Douglas A. McIntyre is the co-founder, chief executive officer and editor in chief of 24/7 Wall St. and 24/7 Tempo. He has held these jobs since 2006.

McIntyre has written thousands of articles for 24/7 Wall St. He is an expert on corporate finance, the automotive industry, media companies and international finance. He has edited articles on national demographics, sports, personal income and travel.

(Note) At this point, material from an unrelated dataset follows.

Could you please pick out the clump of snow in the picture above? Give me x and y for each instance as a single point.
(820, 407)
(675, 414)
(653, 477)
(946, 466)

His work has been quoted or mentioned in The New York Times, The Wall Street Journal, Los Angeles Times, The Washington Post, NBC News, Time, The New Yorker, HuffPost USA Today, Business Insider, Yahoo, AOL, MarketWatch, The Atlantic, Bloomberg, New York Post, Chicago Tribune, Forbes, The Guardian and many other major publications. McIntyre has been a guest on CNBC, the BBC and television and radio stations across the country.

A magna cum laude graduate of Harvard College, McIntyre also was president of The Harvard Advocate. Founded in 1866, the Advocate is the oldest college publication in the United States.

TheStreet.com, Comps.com and Edgar Online are some of the public companies for which McIntyre served on the board of directors. He was a Vicinity Corporation board member when the company was sold to Microsoft in 2002. He served on the audit committees of some of these companies.

McIntyre has been the CEO of FutureSource, a provider of trading terminals and news to commodities and futures traders. He was president of Switchboard, the online phone directory company. He served as chairman and CEO of On2 Technologies, the video compression company that provided video compression software for Adobe’s Flash. Google bought On2 in 2009.